We eventually crested the northeastern edge of the island and turned south toward the marina at Porto. Maurizio stopped the boat one last time. Here the water was so shallow that the swimmers could stand on the rock floor with water only up to their chests. Except for the occasional splashes from a couple of the snorkelers, we sat quietly in the tiny boat, lulled into serenity by its light rocking. To the northeast, we could see the gray outline of the prison island, Gorgona. We watched as large birds swooped down, plucking small fish from just beneath the surface. In the distance, sailboats glided past. Others were anchored as their riders lounged on deck or floated on the blue surface with snorkel gear and flippers. From the edge of the boat I could see small clusters of colorful fish in the shallow water, perhaps only three or four feet deep.

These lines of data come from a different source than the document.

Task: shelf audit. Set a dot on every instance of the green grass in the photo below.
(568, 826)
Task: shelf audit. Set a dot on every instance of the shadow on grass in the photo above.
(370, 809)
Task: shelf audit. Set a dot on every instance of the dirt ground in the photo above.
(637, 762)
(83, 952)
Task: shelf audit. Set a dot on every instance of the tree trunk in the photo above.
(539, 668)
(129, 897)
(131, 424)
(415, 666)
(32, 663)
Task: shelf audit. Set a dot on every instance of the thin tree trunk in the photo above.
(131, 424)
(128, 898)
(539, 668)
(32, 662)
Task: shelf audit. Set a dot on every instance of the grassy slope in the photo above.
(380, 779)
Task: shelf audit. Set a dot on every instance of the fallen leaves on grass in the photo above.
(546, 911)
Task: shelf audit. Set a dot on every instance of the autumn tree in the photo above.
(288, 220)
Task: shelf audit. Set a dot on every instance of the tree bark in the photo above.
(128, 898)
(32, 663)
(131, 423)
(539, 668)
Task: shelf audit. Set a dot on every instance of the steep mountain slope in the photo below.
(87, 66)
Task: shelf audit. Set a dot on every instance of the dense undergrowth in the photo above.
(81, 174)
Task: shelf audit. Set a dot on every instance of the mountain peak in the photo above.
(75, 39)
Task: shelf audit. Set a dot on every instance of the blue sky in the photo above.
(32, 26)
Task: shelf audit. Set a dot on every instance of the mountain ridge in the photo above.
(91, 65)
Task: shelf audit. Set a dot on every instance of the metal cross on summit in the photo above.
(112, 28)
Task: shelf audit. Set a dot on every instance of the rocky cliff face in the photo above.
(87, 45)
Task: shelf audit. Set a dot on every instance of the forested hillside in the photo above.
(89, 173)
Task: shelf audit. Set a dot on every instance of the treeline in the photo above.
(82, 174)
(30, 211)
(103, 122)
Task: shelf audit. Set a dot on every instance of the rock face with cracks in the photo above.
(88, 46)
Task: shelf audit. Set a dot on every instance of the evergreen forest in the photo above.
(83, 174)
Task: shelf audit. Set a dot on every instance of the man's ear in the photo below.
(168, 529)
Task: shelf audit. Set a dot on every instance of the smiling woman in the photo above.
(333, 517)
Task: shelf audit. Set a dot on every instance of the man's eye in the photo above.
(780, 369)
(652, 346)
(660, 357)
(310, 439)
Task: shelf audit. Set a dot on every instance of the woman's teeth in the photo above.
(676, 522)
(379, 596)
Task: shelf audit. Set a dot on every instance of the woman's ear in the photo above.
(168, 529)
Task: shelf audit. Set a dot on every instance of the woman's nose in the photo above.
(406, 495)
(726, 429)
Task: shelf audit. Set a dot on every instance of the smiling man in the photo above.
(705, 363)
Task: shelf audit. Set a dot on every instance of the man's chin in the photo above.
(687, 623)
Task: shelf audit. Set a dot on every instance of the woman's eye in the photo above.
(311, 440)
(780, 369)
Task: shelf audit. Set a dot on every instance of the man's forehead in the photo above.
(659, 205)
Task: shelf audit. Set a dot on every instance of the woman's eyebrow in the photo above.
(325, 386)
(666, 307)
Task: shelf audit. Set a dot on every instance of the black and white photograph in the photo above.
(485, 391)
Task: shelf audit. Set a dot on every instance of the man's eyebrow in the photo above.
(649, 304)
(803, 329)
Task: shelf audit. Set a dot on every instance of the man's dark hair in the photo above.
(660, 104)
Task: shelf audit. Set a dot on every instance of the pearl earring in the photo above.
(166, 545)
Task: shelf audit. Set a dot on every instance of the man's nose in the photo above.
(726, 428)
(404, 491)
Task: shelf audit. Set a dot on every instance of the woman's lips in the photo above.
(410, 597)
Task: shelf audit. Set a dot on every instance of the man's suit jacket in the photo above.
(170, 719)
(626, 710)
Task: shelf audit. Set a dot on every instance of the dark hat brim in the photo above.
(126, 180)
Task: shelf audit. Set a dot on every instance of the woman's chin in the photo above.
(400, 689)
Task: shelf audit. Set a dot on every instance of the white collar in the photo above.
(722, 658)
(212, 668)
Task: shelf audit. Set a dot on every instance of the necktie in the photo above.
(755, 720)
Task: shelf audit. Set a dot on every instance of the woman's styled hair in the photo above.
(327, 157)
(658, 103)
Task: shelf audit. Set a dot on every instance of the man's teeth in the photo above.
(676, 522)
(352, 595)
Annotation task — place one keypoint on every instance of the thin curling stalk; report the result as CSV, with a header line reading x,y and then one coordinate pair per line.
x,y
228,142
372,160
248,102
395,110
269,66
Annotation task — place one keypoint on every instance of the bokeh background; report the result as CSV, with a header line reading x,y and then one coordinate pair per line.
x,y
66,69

Eventually, Maurizio motioned the swimmers aboard, started his engine, and slowly headed toward the port. It had been a three-hour journey—one of the best days I had ever experienced in years of travel—and I could tell none of us w
anted it to end.
* * *
From my tiny terrace early on the morning of my third and last day on the island, it was obvious the sea had changed. Where the light blue water previously had been placid, dashes of white now kicked up on the surface. The sky remained nearly cloudless, but the sea was heaving. I suspected it would be a rough journey in the much-smaller ferry I was planning to take to Elba. My cell phone rang. It was a woman from the ferry company, calling to tell me my boat to Elba was being canceled because of rough seas.
“You can go back to Livorno on Toremar and take the train to Piombino and catch one of the larger ferries to Elba—if they are sailing,” she advised me. “These seas are very rough and sometimes even the bigger ferries will cancel.” Then, ominously, she said, “Maybe Toremar will cancel its trip today between Livorno and Capraia. You should check.”
After breakfast and a quick walk down the hill to Porto, I checked in at the Toremar office. The woman there sold me my return ticket and reassured me that the ferry would indeed arrive and then return to Livorno—“Unless,” she said, “it gets much worse.” Then, she added, smiling, “But of course it will not.”
The ferry was scheduled to arrive midafternoon, so I had several more hours to spend on Capraia. I walked back to the hotel, packed, checked out, and stored my bag. I made the quick walk into Paese and found another trail to follow that took me south along the coast. I could feel the upward tick in the wind’s intensity as I wandered along the short dirt path that took me to Punta della Bellavista, high on a cliff with a clear view of Elba, which was perhaps just a few dozen miles away across the open, whitecapped sea. I had a feeling that I would not make it there in the time I had left, but I would wait until arriving in Livorno before figuring out my next move.